O impacto da IA no marketing

Hoje, pensar em orçamento de marketing também é pensar no uso de IA, já que as automações permitem produzir em escala, com economia.

Em tese, essa é a resposta para o desafio de “fazer mais com menos”. Mas não é bem por aí…

Em marketing, a IA generativa está causando disrupções intensas no mercado e nos canais de marketing. São mudanças tão intensas que trazem mais perguntas do que respostas, pelo menos agora. 

As disrupções no trabalho estão relacionadas ao uso de IA em processos internos de empresas.

Segundo algumas pesquisas globais: 

  • 41% das empresas esperam reduções na força de trabalho, com menos funcionários, escritórios e orçamento (Fórum Econômico Mundial);
  • 44% das empresas estão implementando IA, mas enfrentando dificuldade com profissionais qualificados (Bain);
  • 27% das empresas aumentaram os seus investimentos em IA (resume.org);
  • Em 2023, 33% das empresas usaram IA generativa nos negócios. Em 2025, o número saltou para 71% (McKinsey).

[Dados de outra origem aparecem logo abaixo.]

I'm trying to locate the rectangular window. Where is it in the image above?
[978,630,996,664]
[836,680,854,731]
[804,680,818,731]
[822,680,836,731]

Na prática, isso gera um caminhão de dúvidas: Como alocar recursos? Como inserir no processo? Eu devo reduzir o time? Ou invisto mais ainda na criatividade humana, para ter um diferencial? Como escalar? Meu time precisa de novas habilidades? Devo abrir novas vagas? Congelar contratações?

Já as disrupções nos canais de marketing são grandes mudanças no ecossistema dos negócios digitais. Entre elas:

O mercado como um todo está passando por um momento de adaptação. Isso naturalmente impacta orçamentos, incluindo os de marketing.

Para os times de comunicação, acreditamos que este é justamente o momento de fortalecer as estratégias.

Substituir pessoas por IA mais atrapalha do que ajuda (e gera o tal do workslop, que já atrapalha quase metade das organizações).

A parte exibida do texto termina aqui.